When someone has a mental health issue, it is not as visible as a broken bone. Those with mental health issues rarely feel comfortable speaking candidly and openly about the issue. In many settings it is still awkward or taboo for a person to be vulnerable and speak about their mental health struggles. It is hard for someone to understand another’s mental health issues unless they have first-hand experience. Missing a workday because of a mental health issue is not widely accepted or even tolerated.

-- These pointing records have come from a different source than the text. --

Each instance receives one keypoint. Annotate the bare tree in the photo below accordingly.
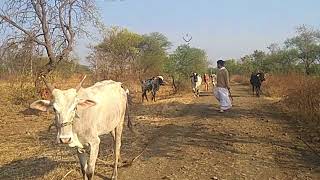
(52, 25)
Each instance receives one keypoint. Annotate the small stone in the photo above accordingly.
(315, 139)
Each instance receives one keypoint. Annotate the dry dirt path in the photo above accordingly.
(182, 138)
(191, 140)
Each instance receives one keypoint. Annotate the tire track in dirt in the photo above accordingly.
(193, 141)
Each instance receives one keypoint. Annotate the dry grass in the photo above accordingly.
(300, 94)
(241, 79)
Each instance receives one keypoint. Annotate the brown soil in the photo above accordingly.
(181, 137)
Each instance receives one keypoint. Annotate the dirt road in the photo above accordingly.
(181, 138)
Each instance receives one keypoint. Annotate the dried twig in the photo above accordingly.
(311, 148)
(66, 174)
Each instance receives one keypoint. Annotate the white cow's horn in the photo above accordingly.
(80, 84)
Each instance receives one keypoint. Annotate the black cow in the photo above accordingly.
(152, 85)
(256, 80)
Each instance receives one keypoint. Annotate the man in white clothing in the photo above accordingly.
(222, 90)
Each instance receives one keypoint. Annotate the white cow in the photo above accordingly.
(83, 114)
(196, 81)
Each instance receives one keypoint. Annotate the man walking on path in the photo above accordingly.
(206, 79)
(222, 91)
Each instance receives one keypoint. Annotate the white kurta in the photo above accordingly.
(222, 95)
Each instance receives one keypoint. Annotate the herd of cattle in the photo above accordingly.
(83, 114)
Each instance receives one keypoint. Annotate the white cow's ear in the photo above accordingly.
(42, 105)
(86, 103)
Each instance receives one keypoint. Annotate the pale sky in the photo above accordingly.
(223, 28)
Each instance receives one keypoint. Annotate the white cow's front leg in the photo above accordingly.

Someone with a mental health issue might not recognize what the problem is right away, not understanding why they cannot get up in the mornings, why they lack energy or interest, or the reason their appetite has changed dramatically, to name just a few symptoms.

This needs to change.

Speaking of change, I’m making what will appear to be a dramatic change in content, but I promise it will come together.

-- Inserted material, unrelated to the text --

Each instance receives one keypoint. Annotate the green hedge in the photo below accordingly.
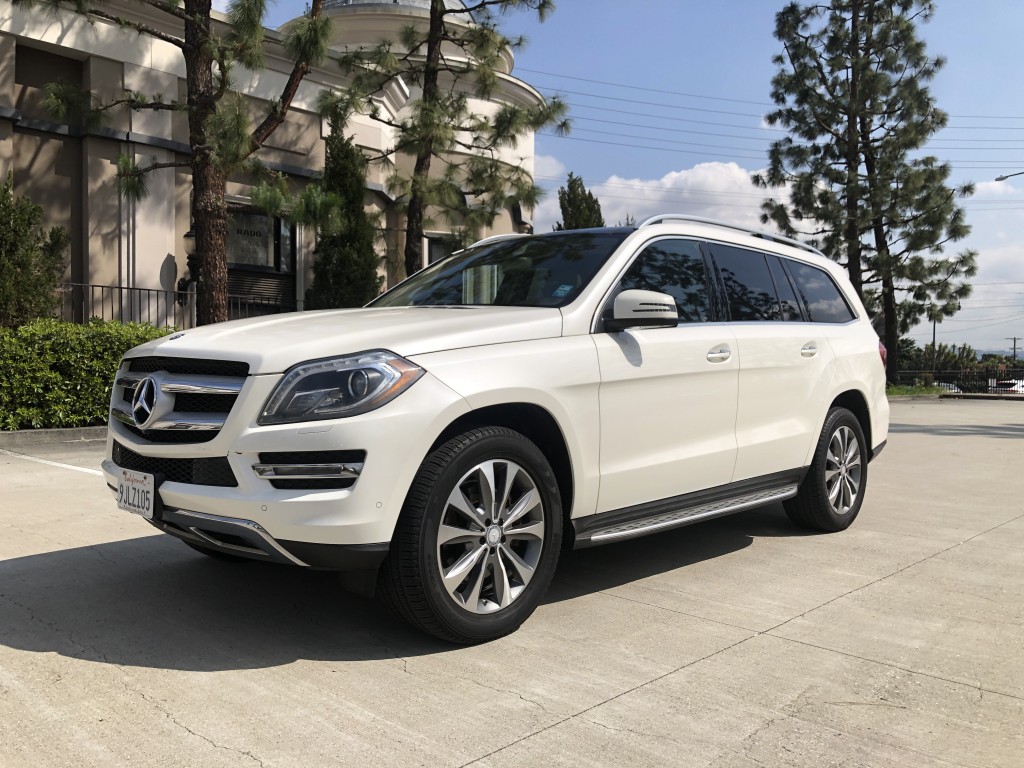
(55, 374)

Being passionate about leadership development, I often spend time thinking about the people who are unwilling to dig into their leadership, discover areas they could improve, and then take actions to improve. Some people can recognize their leadership strengths and weaknesses while others either don’t care, are blind to their own behavior, or have an ego so large it won’t allow in any honest insight.
It recently dawned on me that these two scenarios, mental health vs. other health issues and leadership growth vs. other business services, have a lot in common.

If a business has an issue with their accounting, they are likely to admit they need help (perhaps tax implications have something to do with that willingness) and seek out the help they need. If they need help with designing a marketing piece, they are willing to admit they don’t have that skill and could use help. It’s like the broken bone. There is little to no stigma associated with admitting they need help in those areas of running a business or organization.

But when a business is having trouble with leadership, it is rare for them to admit it and even less common to seek help for it. Being a poor leader is not a mental health issue (although it could be related in some cases), but it is like a mental health issue in that it is not widely accepted for someone in a leadership role to say they don’t know what they are doing when it comes to leading people and to then seek and accept help. That unwillingness leads to dysfunction and unhappy teams.
Also, like mental health issues, it is not uncommon for the person in a leadership role to not even recognize there is a problem, or where it stems from. They fail to see the connection between their leadership and low employee retention, unhappy team members, stunted organizational growth, or other symptoms of poor leadership.

Like talking about a mental health struggle, it can seem vulnerable or weak for someone to admit they need help with developing as a leader.

In both cases, society could benefit from change.

Admitting we need help with something should never be a fear, no matter the topic.

How can this change? Change will happen when we, as individuals, choose to change ourselves. Swallow our pride. Be honest about our own ways. Stop judging others who do speak up and seek help. Improve our emotional intelligence. Recognize our own influences on others around us.

A broken bone, a struggling brain, a messed-up balance sheet, or poor leadership all require help to improve. One shouldn’t be a more vulnerable thing to talk about or ask for help with. Admission of the need for help in any of those areas should be supported. Admired. Appreciated. Applauded.